Answer to Question #161547 in Atomic and Nuclear Physics for Usama

Pauli postulated the existence of new particle, “neutrino” as early as in 1930. According to Pauli, an additional particle called a neutrino denoted by “v” is emitted in process of β-decay.

This particle according to Pauli, carries away an amount of energy equal to difference between the observed energy for a β-particle and maximum energy of continuous beta spectrum. The principle of conservation of energy is thus satisfied.

To satisfy Principle of Conservation of Angular Momentum, neutrino must be assigned the following properties:

1. It must have zero charge; because in a β-decay process the charge is conserved without neutrino. Also if neutrino is charged, it would produce ionization which certainly could have been detected. Zero charge in turn implies negligible magnetic momentum.

2. It must have zero or almost zero mass: the mass-energy balance of β-decay processes shows that neutrino rest mass is negligible.

3. It must have a spin of ½: This will satisfy Law of Conservation of Angular Momentum in β-decay process. Further neutrino must be a fermion, so that nuclear statistical requirements are fulfilled.

4. A neutrino has an antiparticle called anti-neutrino which has zero rest mass, zero charge and spin-1/2.

The majority of neutrinos which are detected about the Earth are from nuclear reactions inside the Sun. At the surface of the Earth, the flux is about 65 billion solar neutrinos, per second per square centimeter. Neutrinos can be used for tomography of the interior of the earth.

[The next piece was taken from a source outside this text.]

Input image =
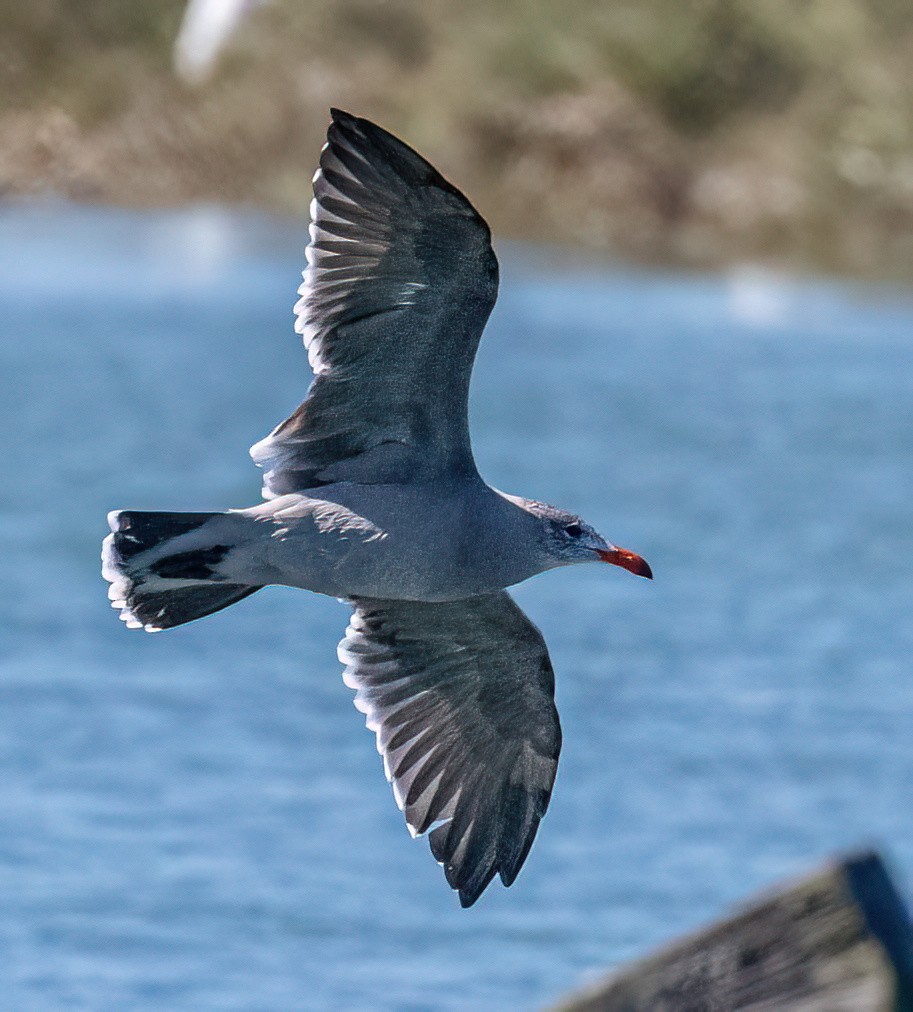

Research is intense in the hunt to elucidate the essential nature of neutrinos, with aspirations of finding:

- the three neutrino mass values;

- the degree of CP violation in the leptonic sector (which may lead to leptogenesis);

- evidence of physics which might break the Standard Model of particle physics, such as neutrinoless double beta decay, which would be evidence for violation of lepton number conservation.